While achievement on tests is higher in such an enriched educational environment, even achievement on tests is not for us the most important measure of educational progress, and that, too, is a difference we have with the NYSED focus. Their goal is school improvement, and testing is their means to attain that goal, but what if the achievement is not educational improvement but only test-taking improvement? (And of course, we’ve learned how such societal focus on tests may result
in “gaming” the test and reducing the challenge of the tests as a way of showing test improvements.)

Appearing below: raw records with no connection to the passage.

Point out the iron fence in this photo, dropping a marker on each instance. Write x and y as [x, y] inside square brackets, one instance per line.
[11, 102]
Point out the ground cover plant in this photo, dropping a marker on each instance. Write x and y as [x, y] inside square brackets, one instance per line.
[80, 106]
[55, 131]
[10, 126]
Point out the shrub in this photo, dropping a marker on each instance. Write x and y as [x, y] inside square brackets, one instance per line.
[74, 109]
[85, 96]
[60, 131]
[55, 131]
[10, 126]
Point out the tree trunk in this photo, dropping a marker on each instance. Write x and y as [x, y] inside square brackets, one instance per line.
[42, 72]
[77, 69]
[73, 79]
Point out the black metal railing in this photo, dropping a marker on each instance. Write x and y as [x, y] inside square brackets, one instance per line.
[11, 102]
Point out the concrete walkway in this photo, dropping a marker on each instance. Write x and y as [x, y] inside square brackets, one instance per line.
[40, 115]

At Hackley, we believe with Emerson that “Character is higher than intellect,” that “a great soul will be strong to live, as well as strong to think.” We believe that individual achievement finds meaning through relationships with and responsibilities to others. This issue of Connections is itself a meaningful measure of such education at Hackley. As you read Bryan Hahm’s article about the Upper School garden club “Green Thumb” and their work with Lower School students, or Andy King’s article mentioning the participation of Beth Retzloff’s and Tia Donlevy’s Kindergarten class in an Upper School Community Service assembly, you will learn how Hackley’s context helps us learn from and help one another – Lower Schoolers learning from Upper Schoolers and vice versa! The pride and effectiveness of our students is so well represented in these many accounts of their community service activities, as is the vitality and leadership of our faculty. I was particularly impressed by Eddie Zhang’s speech at the Community Service assembly, also included in this issue. Eddie was a student in my class in Moral Philosophy, but he obviously learned more from his community service experience! Another authentic measure of education is the subsequent experience of graduates. I commend to you the article Rachel Gottesman published in The Dial for her peers, reprinted here. From international exchanges and travel to guest speakers to book fairs to arts and athletics, as this issue demonstrates, Hackley is fortunate to have engaged students, parents, and teachers all helping our students learn that knowledge and intellectual skills come to life and are mastered through action.

To quote Emerson, again from “The American Scholar”: “The preamble of thought, the transition through which it passes from the unconscious to the conscious, is action. Only so much do I know, as I have lived.” Emerson understood that true scholarship cannot be isolated from life, any more than true educational achievement can be measured by tests alone. We best know the ideas and values that we use in our experience, and the very breadth of Hackley’s programs offers our students opportunities to connect their classroom knowledge with the world of relationships around them. “The true scholar grudges every opportunity of action past by, as a loss of power. It is the raw material out of which the intellect moulds her splendid products.”